Hacker News new | ask | show | jobs
by hsuyash 1248 days ago
what do you mean by problematic data points and how do you identify them?
1 comments

Great question - Problematic data-points are essentially the cases where your model is not performing well.

Now, we have three ways to find them:

1. Statistical tools: We perform clustering on your training dataset and identify cases in production which are far away from all the training clusters (the idea is that if the given data-point is out-of-distribution, model may not perform well and may require retraining)
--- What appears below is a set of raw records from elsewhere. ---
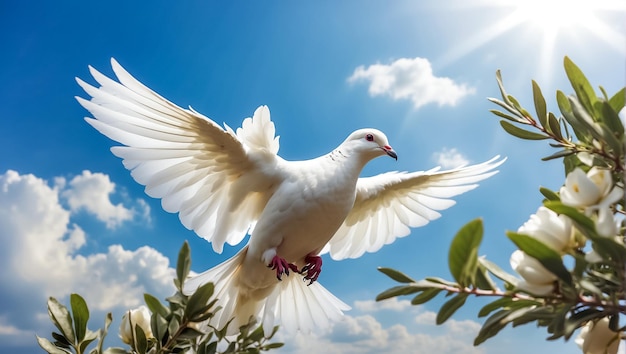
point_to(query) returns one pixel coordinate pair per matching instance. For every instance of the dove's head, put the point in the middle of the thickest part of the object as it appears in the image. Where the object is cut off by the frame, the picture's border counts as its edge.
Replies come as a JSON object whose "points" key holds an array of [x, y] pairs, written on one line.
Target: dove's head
{"points": [[369, 143]]}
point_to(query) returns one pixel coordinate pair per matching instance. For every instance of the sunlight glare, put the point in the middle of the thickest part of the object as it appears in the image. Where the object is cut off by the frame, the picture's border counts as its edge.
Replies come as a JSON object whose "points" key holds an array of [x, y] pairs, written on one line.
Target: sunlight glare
{"points": [[551, 16]]}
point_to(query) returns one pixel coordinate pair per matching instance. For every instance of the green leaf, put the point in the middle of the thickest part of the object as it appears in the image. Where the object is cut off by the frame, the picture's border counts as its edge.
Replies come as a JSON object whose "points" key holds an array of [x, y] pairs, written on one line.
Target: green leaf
{"points": [[583, 117], [506, 116], [198, 301], [450, 307], [558, 154], [89, 338], [580, 84], [506, 303], [396, 275], [521, 133], [618, 101], [80, 312], [610, 117], [155, 306], [482, 279], [60, 340], [496, 322], [425, 296], [555, 125], [158, 324], [498, 272], [49, 347], [273, 346], [140, 340], [398, 291], [183, 265], [548, 193], [443, 282], [548, 257], [61, 318], [566, 109], [540, 106], [463, 255]]}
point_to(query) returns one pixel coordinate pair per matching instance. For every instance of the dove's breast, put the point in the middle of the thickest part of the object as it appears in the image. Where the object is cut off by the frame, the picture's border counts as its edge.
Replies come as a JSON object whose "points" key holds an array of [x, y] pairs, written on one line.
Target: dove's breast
{"points": [[305, 211]]}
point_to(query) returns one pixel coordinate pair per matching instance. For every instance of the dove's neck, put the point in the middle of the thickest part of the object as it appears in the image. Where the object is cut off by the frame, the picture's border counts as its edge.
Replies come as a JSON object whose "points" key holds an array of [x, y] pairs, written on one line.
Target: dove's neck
{"points": [[348, 159]]}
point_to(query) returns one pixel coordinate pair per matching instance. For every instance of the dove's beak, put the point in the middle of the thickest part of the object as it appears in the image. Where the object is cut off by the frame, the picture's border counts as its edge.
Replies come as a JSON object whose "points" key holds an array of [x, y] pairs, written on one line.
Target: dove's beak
{"points": [[389, 151]]}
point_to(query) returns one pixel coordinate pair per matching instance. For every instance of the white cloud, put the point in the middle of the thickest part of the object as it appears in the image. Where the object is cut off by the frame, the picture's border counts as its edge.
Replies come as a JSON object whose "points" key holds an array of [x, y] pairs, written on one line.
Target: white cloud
{"points": [[360, 332], [39, 258], [364, 334], [411, 79], [92, 192], [450, 158], [392, 304]]}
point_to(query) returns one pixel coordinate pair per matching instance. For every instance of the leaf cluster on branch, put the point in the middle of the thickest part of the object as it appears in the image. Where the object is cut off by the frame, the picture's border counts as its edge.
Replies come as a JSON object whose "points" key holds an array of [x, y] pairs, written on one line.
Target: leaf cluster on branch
{"points": [[178, 327], [571, 258]]}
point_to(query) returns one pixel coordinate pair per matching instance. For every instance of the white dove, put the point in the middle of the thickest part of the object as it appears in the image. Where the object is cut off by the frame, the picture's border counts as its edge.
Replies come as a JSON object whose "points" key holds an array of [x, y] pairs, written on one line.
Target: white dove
{"points": [[227, 184]]}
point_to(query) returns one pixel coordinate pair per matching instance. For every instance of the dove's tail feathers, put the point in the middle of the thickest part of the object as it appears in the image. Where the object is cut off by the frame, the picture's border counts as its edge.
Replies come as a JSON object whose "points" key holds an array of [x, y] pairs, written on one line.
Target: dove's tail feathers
{"points": [[291, 303], [258, 132], [224, 278], [297, 306]]}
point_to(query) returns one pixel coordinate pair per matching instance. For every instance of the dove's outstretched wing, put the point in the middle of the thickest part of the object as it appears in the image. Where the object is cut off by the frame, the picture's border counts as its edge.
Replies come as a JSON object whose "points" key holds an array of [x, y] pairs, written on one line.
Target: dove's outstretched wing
{"points": [[387, 205], [217, 180]]}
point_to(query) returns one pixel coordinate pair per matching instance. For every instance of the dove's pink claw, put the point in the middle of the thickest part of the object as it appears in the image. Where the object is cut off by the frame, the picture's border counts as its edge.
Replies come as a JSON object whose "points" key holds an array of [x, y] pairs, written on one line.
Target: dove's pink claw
{"points": [[312, 269], [282, 266]]}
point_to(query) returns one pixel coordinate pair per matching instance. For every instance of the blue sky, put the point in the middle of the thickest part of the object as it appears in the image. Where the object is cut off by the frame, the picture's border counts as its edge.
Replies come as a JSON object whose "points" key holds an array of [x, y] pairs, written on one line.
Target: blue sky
{"points": [[73, 220]]}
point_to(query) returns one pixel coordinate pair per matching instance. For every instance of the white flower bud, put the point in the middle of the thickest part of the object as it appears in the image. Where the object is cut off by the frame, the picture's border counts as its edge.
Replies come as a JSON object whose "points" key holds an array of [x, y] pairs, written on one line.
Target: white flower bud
{"points": [[537, 279], [584, 190], [138, 317], [555, 231]]}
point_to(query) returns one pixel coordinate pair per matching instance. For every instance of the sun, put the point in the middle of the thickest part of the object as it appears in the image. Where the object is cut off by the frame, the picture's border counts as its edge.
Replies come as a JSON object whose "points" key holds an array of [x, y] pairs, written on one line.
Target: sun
{"points": [[553, 16], [545, 22]]}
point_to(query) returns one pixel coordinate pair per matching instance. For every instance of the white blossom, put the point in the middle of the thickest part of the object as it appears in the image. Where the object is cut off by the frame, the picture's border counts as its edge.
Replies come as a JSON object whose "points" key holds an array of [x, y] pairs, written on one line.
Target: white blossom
{"points": [[138, 317], [537, 280], [589, 189], [553, 230]]}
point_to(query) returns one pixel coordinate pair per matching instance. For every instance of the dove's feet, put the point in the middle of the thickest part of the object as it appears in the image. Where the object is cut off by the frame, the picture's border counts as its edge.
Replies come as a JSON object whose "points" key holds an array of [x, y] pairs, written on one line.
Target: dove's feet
{"points": [[312, 269], [282, 267]]}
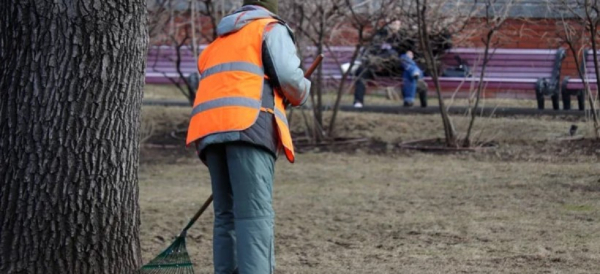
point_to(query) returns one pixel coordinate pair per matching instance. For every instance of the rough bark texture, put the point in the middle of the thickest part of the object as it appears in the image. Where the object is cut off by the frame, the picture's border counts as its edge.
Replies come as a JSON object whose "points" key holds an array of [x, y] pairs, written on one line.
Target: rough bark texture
{"points": [[71, 81]]}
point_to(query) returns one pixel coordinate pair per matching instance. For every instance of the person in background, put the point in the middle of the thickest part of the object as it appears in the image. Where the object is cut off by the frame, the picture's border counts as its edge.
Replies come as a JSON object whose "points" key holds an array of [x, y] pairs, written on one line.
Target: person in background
{"points": [[380, 59], [412, 79]]}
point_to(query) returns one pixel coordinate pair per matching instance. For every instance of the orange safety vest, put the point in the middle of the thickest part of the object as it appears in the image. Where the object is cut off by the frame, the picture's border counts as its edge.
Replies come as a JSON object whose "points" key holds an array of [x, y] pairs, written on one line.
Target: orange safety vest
{"points": [[229, 95]]}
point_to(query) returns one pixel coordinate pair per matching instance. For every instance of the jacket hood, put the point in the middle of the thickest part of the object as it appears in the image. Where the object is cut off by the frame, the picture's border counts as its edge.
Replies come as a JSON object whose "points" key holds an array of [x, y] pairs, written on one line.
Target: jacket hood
{"points": [[241, 18]]}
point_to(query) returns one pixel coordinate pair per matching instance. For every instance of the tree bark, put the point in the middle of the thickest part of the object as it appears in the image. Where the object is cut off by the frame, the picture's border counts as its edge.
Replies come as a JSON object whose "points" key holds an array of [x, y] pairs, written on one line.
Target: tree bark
{"points": [[71, 81]]}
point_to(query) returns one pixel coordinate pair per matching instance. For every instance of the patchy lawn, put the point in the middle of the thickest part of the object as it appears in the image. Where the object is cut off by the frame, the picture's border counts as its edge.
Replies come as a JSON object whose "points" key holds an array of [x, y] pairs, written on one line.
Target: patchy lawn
{"points": [[531, 205]]}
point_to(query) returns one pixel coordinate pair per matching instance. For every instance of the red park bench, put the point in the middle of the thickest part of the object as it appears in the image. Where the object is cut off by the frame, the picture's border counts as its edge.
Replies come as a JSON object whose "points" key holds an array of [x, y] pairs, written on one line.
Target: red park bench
{"points": [[508, 69], [535, 70], [575, 86]]}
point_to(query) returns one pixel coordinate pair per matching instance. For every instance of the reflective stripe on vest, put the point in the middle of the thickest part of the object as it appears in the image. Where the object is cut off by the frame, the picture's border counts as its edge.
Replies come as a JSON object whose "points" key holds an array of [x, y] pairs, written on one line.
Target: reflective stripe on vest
{"points": [[229, 96]]}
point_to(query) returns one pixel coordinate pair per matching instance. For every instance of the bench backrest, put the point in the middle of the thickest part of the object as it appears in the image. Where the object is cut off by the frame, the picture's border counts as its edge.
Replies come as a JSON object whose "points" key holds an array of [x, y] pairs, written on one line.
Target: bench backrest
{"points": [[161, 64], [508, 63], [504, 63]]}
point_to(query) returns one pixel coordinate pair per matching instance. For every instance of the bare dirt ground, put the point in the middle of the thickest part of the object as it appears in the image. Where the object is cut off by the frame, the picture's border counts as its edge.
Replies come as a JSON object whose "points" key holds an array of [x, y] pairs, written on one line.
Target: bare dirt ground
{"points": [[531, 205]]}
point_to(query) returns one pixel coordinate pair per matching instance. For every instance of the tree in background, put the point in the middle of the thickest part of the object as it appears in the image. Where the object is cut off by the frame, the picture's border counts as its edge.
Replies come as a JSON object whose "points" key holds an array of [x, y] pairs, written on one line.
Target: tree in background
{"points": [[580, 33]]}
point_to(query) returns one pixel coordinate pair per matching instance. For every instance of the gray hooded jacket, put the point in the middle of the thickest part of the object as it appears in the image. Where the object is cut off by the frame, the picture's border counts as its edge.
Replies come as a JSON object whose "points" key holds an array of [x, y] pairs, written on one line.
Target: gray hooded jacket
{"points": [[281, 64]]}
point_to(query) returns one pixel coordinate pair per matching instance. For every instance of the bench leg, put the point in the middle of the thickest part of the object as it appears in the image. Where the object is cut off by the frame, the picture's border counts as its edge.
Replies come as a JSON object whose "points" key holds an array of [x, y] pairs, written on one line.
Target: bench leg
{"points": [[566, 99], [581, 100], [555, 101], [540, 98]]}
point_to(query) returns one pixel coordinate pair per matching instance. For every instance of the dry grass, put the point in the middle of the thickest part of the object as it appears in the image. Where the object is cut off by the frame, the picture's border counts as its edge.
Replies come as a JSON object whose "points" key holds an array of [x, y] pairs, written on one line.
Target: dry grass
{"points": [[530, 206], [411, 214]]}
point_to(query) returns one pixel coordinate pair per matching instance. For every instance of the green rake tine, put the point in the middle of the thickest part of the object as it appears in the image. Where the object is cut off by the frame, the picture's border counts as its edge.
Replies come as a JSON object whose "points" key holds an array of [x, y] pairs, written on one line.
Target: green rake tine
{"points": [[175, 258]]}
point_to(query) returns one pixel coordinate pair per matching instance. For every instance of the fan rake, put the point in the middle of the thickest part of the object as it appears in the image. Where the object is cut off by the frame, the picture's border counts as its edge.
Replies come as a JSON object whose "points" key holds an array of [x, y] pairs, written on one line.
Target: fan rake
{"points": [[175, 259]]}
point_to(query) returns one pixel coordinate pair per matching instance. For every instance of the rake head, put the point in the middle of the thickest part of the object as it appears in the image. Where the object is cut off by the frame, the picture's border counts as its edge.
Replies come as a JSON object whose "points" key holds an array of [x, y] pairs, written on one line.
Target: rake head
{"points": [[173, 260]]}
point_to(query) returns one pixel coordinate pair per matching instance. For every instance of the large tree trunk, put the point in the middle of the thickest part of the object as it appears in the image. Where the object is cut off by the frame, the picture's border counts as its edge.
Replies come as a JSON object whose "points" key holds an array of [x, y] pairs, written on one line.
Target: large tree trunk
{"points": [[71, 81]]}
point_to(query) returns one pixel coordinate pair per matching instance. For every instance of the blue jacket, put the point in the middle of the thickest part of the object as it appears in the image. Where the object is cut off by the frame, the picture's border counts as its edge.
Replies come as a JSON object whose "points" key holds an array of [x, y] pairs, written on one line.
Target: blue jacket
{"points": [[282, 65]]}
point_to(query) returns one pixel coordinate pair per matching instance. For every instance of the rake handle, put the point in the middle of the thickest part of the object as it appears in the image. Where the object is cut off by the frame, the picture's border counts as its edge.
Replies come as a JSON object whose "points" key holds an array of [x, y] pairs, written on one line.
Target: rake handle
{"points": [[197, 215]]}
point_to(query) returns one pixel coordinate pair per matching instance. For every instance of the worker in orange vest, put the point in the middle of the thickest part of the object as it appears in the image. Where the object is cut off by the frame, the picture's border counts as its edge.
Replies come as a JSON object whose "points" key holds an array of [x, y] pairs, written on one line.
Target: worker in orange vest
{"points": [[239, 126]]}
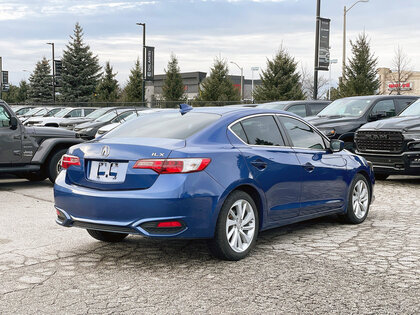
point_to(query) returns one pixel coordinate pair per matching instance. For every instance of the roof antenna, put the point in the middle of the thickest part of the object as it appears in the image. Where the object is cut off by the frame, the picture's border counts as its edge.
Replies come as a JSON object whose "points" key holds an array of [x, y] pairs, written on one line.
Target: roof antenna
{"points": [[184, 108]]}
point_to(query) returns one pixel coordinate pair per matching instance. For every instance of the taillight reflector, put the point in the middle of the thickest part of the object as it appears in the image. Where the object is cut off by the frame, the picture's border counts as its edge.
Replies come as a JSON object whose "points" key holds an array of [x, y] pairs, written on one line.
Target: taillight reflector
{"points": [[68, 160], [169, 224], [172, 166]]}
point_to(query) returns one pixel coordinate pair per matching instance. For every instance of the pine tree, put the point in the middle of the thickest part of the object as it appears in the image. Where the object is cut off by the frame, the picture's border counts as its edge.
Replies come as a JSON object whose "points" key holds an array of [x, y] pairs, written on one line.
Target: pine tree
{"points": [[81, 68], [133, 90], [40, 83], [360, 76], [281, 80], [218, 87], [173, 87], [107, 89]]}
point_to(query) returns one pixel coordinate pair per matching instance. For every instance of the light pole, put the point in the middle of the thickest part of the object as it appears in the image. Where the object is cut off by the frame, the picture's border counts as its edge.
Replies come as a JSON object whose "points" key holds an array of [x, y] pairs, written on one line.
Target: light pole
{"points": [[53, 76], [252, 81], [242, 79], [144, 62], [344, 34], [329, 78]]}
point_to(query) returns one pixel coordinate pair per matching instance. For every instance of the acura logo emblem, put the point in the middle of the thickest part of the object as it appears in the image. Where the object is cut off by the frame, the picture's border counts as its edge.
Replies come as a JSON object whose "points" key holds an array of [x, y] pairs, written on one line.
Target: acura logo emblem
{"points": [[105, 151]]}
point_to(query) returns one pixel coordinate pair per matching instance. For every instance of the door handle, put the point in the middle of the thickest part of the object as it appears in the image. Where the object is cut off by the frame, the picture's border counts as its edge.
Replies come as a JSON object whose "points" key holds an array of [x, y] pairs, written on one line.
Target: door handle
{"points": [[259, 164], [309, 167]]}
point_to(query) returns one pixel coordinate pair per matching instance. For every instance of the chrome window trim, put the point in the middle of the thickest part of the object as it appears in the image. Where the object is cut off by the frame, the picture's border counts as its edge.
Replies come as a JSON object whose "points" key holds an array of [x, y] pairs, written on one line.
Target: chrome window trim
{"points": [[256, 145]]}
2. User Feedback: Based on the user behaviour, we infer Ground Truth. For ex: In case of recommendation systems, GT = if user likes the video. In case of ChatGPT3, GT = 0 if we see user asking the same question in multiple ways etc. We use such signals to identify cases where the user is not satisfied with the model output

3. Rule-based Signals: Many times, data scientists and ML engineers have a good idea about where their models are not performing well. These insights can be developed by analysing user feedback or manually testing their models. We allow them to define rule-based signals to filter out any interesting cases which they like to test or retrain their models upon

Online detection of problematic inputs seems plenty interesting! I am curious, does your framework run the detection logic in process or as a daemon the library is shipping over data to?
The former i.e. it runs the detection logic in background on the machine itself where the model predictions are happening. Currently we support running simple clustering algos but are working to enable even running simple Neural Nets as part of the observability loop.